Кеннет возмутился. Джабари напрягся от гнева. Плотно сжал губы. Бросил на де Моргана презрительный взгляд и отошел, гордо выпрямившись.
Оставшись вместе с де Морганом и взволнованным Рамзесом, Кеннет почувствовал дискомфорт от столкновения двух миров — западного и восточного.
Казалось, немой взгляд Рамзеса вопрошал его: «Кто ты? Герцог Колдуэлл? Или Хепри? Ты все еще наш брат?»
Брат не разрешил бы так глубоко оскорбить своего брата.
Не почувствовав возникшей напряженности, де Морган встал и, отойдя немного в сторону, стал стряхивать крошки со своего льняного костюма. Взгляд Кеннета остановился на стоявшей на столе вазе с роскошными привозными фруктами. Апельсины и бананы. Ему в голову пришла идея. Он взял банан, поманил им Рамзеса и тихо сказал по-арабски:
— Сиди здесь. Дождись моего сигнала и тогда очисть его своим мечом.
В янтарных глазах Рамзеса засветился интерес. Де Морган возвратился под тент и снова сел. Опираясь на локти, Кеннет наклонился над столом.
— Вы говорите, что египтяне примитивный народ, месье Морган. Живя с Хамсинами, я убедился, что они отважны в бою, мужественны и презирают боль. А их оружие… бывает полезным и в обычной жизни. — Он сделал театральную паузу.
Рамзес достал свой острый меч и поднял его над головой, любуясь лезвием. Глаза его сияли от радости.
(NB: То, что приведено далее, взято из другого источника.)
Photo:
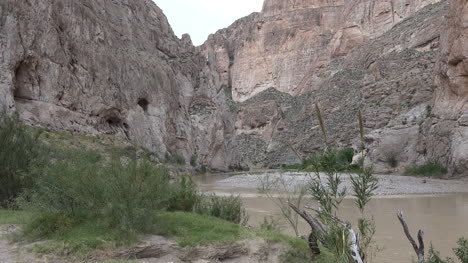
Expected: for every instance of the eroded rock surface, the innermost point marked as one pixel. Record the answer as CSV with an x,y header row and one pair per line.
x,y
446,133
110,67
248,93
— Как я уже сказал, эти воины бесстрашны. Они безжалостные бойцы, обученные убивать своего врага. По окончании учения их подвергают испытанию, чтобы они подтвердили свой статус мужчины. — Скрывая усмешку, Кеннет продолжал: — Это испытание — обрезание, — весело сообщил он французу. — Болезненная операция. Но именно она подтверждает, э, стойкость и мужество у нас, воинов.
Рамзес начал очень медленно и аккуратно снимать, своим мечом шкурку с банана.
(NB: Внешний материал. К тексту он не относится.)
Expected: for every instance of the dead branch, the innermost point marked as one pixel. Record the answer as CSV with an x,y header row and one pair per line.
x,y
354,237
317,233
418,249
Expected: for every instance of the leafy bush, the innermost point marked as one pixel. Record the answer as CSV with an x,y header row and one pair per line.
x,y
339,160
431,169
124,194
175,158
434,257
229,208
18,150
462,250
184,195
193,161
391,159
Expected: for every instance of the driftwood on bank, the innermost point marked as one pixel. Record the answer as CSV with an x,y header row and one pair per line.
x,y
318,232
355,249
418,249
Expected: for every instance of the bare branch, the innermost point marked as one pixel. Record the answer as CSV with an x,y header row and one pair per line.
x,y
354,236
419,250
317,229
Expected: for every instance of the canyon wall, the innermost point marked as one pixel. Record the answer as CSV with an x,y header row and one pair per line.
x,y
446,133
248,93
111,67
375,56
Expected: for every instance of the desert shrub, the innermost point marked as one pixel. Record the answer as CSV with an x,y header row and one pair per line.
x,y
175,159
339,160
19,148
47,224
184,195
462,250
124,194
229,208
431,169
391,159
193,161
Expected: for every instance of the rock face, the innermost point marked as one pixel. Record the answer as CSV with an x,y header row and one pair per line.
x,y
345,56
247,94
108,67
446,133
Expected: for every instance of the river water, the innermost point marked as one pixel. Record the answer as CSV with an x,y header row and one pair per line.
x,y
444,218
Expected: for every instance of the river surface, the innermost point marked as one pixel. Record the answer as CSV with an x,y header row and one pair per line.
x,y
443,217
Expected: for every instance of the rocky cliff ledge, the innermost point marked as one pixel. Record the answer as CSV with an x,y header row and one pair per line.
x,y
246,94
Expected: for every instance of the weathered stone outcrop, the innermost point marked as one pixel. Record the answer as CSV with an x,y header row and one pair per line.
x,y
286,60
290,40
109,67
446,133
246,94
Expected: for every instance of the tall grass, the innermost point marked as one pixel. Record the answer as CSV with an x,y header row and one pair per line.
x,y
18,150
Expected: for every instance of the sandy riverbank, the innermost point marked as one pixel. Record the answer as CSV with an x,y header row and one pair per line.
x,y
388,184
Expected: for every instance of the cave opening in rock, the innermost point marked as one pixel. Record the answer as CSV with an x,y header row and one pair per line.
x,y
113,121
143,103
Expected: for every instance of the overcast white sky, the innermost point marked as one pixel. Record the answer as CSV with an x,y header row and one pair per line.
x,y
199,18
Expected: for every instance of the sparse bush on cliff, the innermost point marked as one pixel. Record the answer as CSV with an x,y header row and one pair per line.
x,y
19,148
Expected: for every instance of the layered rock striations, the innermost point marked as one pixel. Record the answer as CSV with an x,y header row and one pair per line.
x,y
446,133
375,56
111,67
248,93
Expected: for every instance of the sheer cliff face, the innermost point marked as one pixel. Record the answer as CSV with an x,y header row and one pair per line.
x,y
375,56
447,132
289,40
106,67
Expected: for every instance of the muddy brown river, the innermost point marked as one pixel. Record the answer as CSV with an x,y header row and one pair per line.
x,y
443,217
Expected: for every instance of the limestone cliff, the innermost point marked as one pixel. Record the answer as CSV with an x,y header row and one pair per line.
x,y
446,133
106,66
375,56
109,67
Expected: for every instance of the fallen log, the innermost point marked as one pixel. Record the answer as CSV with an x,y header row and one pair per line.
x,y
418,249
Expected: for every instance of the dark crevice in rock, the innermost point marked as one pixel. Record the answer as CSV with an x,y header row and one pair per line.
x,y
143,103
— Для этой процедуры используется очень острое лезвие, а воин должен стоять совершенно неподвижно. Одно движение — и…
Меч в руках Рамзеса дернулся и оставил в банане глубокий след. При этом с губ Рамзеса слетело английское ругательство. Де Морган побледнел. Кеннет готов был поклясться, что у француза побелели даже кончики усов.
— Воинов племени Хамсинов учат терпению, — добавил Кеннет. — А женщины утверждают, что такая процедура делает любовь египетских воинов, подвергшихся ей, более приятной. Значительно более приятной, чем любовь необрезанных европейцев. — И он острым взглядом пронзил глаза испуганного француза.
Хитро усмехаясь, Рамзес с наслаждением стал есть очищенный банан. Француз выглядел совершенно больным.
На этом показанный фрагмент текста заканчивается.